ONE former banker probably feeling a little smug just now is Fred Goodwin.

Yes, the former Royal Bank of Scotland chief is culpable for a lot of bad stuff and there may yet be more to come, but even his sternest critics must now accept that it took many hands to create the banking crisis.

The growing rate-rigging scandal has already toppled the top brass at Barclays and has now engulfed the governor of the Bank of England Sir Mervyn King following the latest revelations from the US.

New evidence has emerged that, in 2008, King supported proposals from Timothy Geithner, then president of the Federal Reserve Bank of New York, to reform Libor, the rate at which banks lend to each other.

King promised to pass on the suggestions from Geithner, now US Treasury secretary, but the buck seems to have been passed on to the British Bankers’ Association (BBA), which oversees Libor and with whom the Fed held discussions about its concerns that same year.

There is no evidence that either the Bank of England or the BBA acted wrongly or encouraged any fiddling of the rate by any of the dozen or so banks now under investigation. The BBA’s outgoing chief executive Angela Knight says the Fed’s views were incorporated into changes.

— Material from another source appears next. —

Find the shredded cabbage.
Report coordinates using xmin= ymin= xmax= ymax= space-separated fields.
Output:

But these latest revelations, and other claims emerging that the fixing of Libor may go back as far as 1998, raise further questions about whether the response from the banking authorities was sufficiently robust. On the evidence so far, there is still plenty of explaining to do.

King and his deputy Paul Tucker are due to face MPs on the Treasury Select Committee this week, supposedly on the financial stability report. But attention is bound to switch to the Libor scandal.

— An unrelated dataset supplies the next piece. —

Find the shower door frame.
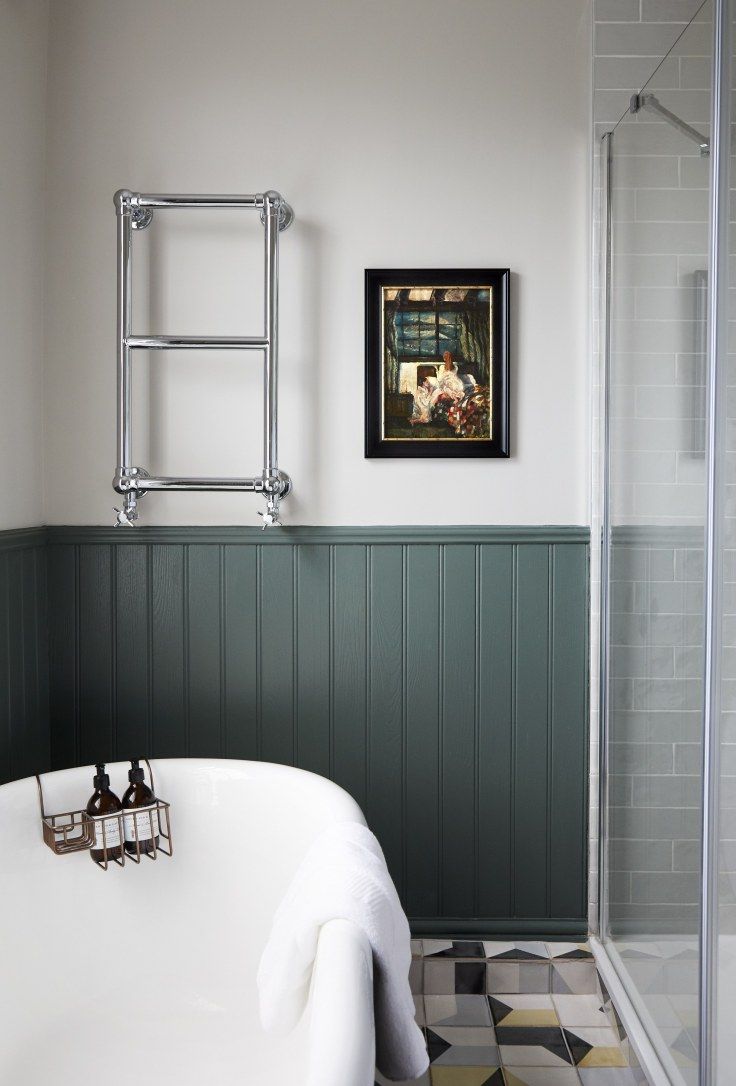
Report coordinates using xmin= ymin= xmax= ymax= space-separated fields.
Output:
xmin=593 ymin=0 xmax=736 ymax=1086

Tucker, a potential successor to King, last week told the same committee he had not known until recently that Barclays had been submitting artificially low Libor quotes in 2008. That may excuse him of any blame, but being unaware of a major weakness in the market doesn’t sound like a convincing argument as to why he should take on the top job when King bows out.

Sun will shine again for M&S


It was a bad week for Marks & Spencer and a worrying one for chief executive Marc Bolland, who rather lamely blamed the weather for poor trading figures. When it rains, M&S shoppers seem to stay at home; while it doesn’t appear to affect those visiting John Lewis or Primark, which filed improved results.

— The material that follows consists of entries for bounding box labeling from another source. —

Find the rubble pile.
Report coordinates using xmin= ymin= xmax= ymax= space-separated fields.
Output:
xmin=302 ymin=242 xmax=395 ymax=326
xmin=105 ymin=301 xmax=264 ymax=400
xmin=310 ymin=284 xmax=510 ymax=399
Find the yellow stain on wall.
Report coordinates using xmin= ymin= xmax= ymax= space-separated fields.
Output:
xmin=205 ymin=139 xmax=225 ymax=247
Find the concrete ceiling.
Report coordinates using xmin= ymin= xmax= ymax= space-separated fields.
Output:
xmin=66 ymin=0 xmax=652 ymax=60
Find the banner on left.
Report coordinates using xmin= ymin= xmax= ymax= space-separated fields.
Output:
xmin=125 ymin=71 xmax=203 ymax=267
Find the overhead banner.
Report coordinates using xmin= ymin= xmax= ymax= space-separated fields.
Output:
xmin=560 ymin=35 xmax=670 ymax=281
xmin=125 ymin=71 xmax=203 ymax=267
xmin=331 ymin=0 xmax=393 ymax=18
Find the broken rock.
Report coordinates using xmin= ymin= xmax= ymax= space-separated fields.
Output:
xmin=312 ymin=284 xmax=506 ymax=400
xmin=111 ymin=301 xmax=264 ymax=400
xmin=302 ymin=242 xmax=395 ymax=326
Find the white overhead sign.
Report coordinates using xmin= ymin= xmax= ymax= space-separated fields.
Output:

Clearly, there are winners and losers, but the high street is undoubtedly a tough place to be right now, and Bolland knows there are fundamental issues to resolve at M&S that have nothing to do with the climate. Everyone from fashion experts to its stubbornly loyal shoppers were telling him where they think it has lost focus.

A common call last week was for M&S to stop trying to be all things to all men, but this is not a time to be throwing the baby out with the bath water. Furthermore, shoppers will always want something new, and that means some ideas will work while others will fail. Innovation should never be sidelined.

M&S shares are down 12 per cent since Bolland took over in May 2010, which tells us that investors are a little tense about its direction. But the CEO has hired new blood to lead its revival, the balance sheet is healthy and despite the decline in performance it remains a highly profitable business. There is no crisis, yet.